Ending Currency Manipulation—Just Follow the Money

Growing trade deficits have cost US workers millions of jobs over the past two decades, (these were good jobs in manufacturing industries).  Currency manipulation by more than 20 countries, of which China is by far the largest, is the single most important reason why U.S. trade deficits have not decisively reversed.  Currency manipulation lowers the value of foreign currencies, relative to the U.S. dollar, which acts like a subsidy to their exports, and a tax on U.S. exports to China and every other country where the U.S. competes with the exports of currency manipulators.

In an era of fiscal austerity, ending global currency manipulation is the best way to reduce trade deficits, create jobs, and rebuild the U.S. economy, as shown in Stop Currency Manipulation and Create Millions of Jobs.   Eliminating currency manipulation would reduce the U.S. trade deficit by between $200 billion and $500 billion in three years. This would increase annual U.S. GDP by between $288 billion and $720 billion and create 2.3 million to 5.8 million jobs. About 40 percent of the jobs gained would be in manufacturing.

Ending currency manipulation would not require any government spending – a key political virtue during this time of Congressional gridlock. In fact, it would reduce the federal budget deficit by up to $266 billion dollars per year as the extra economic activity and employment it creates boosts tax revenues and reduces safety net spending. Ending currency manipulation would create jobs in every state, with gains from 8,200 jobs (2.64 percent of total employment) in the District of Columbia to 687,100 jobs (4.18 percent of employment) in California. Ending currency manipulation would likely create jobs in every Congressional District, with gains of up to 24,400 jobs (7.05 percent of employment) in the 17th District in CA.

The importance of exchange rate manipulation in driving global trade imbalances is clear. There is a near perfect correlation between official purchases of foreign exchange reserves and the global current account surpluses of currency manipulators, as shown in the Figure below.  Joe Gagnon has shown that causation runs from currency manipulation to trade surpluses, and not the other way around.[1]  The data shown in this graph exclude asset purchases by government-owned “sovereign wealth funds,”(SWFs) which now control over $6.3 trillion dollars in assets.  For example, the China Investment Corporation, one of three Chinese sovereign wealth funds, founded in 2007 with an initial investment of $200 billion, increased to $575 billion in 2013. If asset purchases by SWFs were included, this graph would reveal an even tighter correlation between purchases of foreign exchange and the current account surpluses of currency manipulators.
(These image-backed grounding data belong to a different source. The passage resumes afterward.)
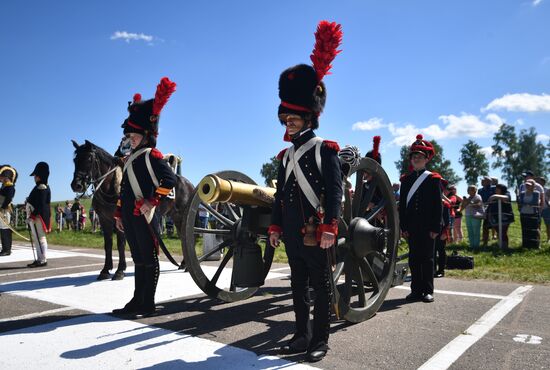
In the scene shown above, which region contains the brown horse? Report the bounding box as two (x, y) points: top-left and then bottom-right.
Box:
(71, 140), (194, 280)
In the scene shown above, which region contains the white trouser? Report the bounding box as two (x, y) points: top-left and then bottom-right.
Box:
(29, 218), (48, 262)
(0, 209), (10, 230)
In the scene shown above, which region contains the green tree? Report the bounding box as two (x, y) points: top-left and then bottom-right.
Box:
(517, 127), (548, 178)
(491, 124), (548, 188)
(260, 156), (279, 186)
(394, 145), (410, 176)
(491, 123), (521, 188)
(430, 140), (461, 185)
(394, 140), (461, 185)
(459, 140), (490, 186)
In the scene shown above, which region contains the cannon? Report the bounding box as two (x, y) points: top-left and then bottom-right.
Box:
(182, 158), (401, 323)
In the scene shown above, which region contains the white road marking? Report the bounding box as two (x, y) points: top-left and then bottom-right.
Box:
(393, 285), (506, 300)
(418, 285), (533, 370)
(0, 314), (318, 369)
(270, 266), (291, 272)
(513, 334), (542, 344)
(0, 307), (74, 323)
(0, 259), (288, 314)
(0, 263), (105, 277)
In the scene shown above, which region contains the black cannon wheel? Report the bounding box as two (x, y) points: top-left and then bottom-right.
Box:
(333, 158), (399, 323)
(182, 170), (275, 302)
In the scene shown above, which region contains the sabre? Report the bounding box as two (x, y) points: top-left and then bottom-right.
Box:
(30, 221), (45, 258)
(0, 212), (30, 241)
(326, 245), (340, 320)
(27, 224), (36, 262)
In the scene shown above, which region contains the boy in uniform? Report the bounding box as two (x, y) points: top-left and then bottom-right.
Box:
(27, 162), (51, 267)
(269, 21), (343, 362)
(399, 135), (442, 302)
One important policy insight from this graph and from Gagnon’s research is that policymakers no longer need to estimate the equilibrium value of the yuan or any other manipulated currency; they also do not need to estimate the degree to which they are undervalued (as the Treasury attempts in its semi-annual Reports to Congress on Exchange Rate Policies).  The policy linkage goes directly from purchases of Foreign Exchange and other assets by foreign governments to increased trade and current account surpluses. Or, to put it another way, the simple fact that countries  purchase huge amounts of foreign assets is proof that exchange rates are out of alignment for moving trade closer to balance. Some have argued that because there has been some non-zero appreciation of the Chinese currency in recent years that this proves the importance of currency manipulation is much attenuated.  No, and the proof is that China continues to buy large amounts of U.S. assets, which keeps the appreciation of their currency smaller than it would otherwise have been absent this market distortion.

Thus, for example, dollars have been pouring into China for more than a decade in search of Chinese goods, FDI and financial assets. But for China’s massive capital exports (as reflected in the $4 trillion it has invested in foreign assets since 2000), the value of the yuan would have risen much more rapidly than it has over the past decade.  The key to ending currency manipulation is to simply stop or offset purchases of U.S. assets by China and other currency manipulators.

There are a number of steps that Congress and President Obama can take to end currency manipulation, which would reduce our trade deficit and bring millions of manufacturing jobs back to the United States.  First, Congress should pass pending legislation (HR 1276 and S 1114) that would allow the Commerce Department to treat currency manipulation as a subsidy in countervailing duty trade cases. In addition, the President and federal agencies already possess the tools needed to end currency manipulation.  The Treasury and Federal Reserve administration have the authority needed to offset purchases of foreign assets by foreign governments by engaging in countervailing currency intervention.  By taking these steps, the U.S. government could make efforts by foreign governments to manipulate their currencies costly and/or ineffective.

Congress and the President have an opportunity to act now to end currency manipulation, a policy that will create 2.3 to 5.8 million jobs and increase U.S. GDP and reduce the budget deficit at no cost to the government.  What better legacy could the president leave behind than a fully employed labor force with a growing and revitalized manufacturing sector?   The key is to put an end to foreign purchases of U.S. assets—the markets will take care of the rest.

[1] Gagnon has estimated that a “country’s current account balance increases between 60 and 100 cents for each dollar spent on intervention.”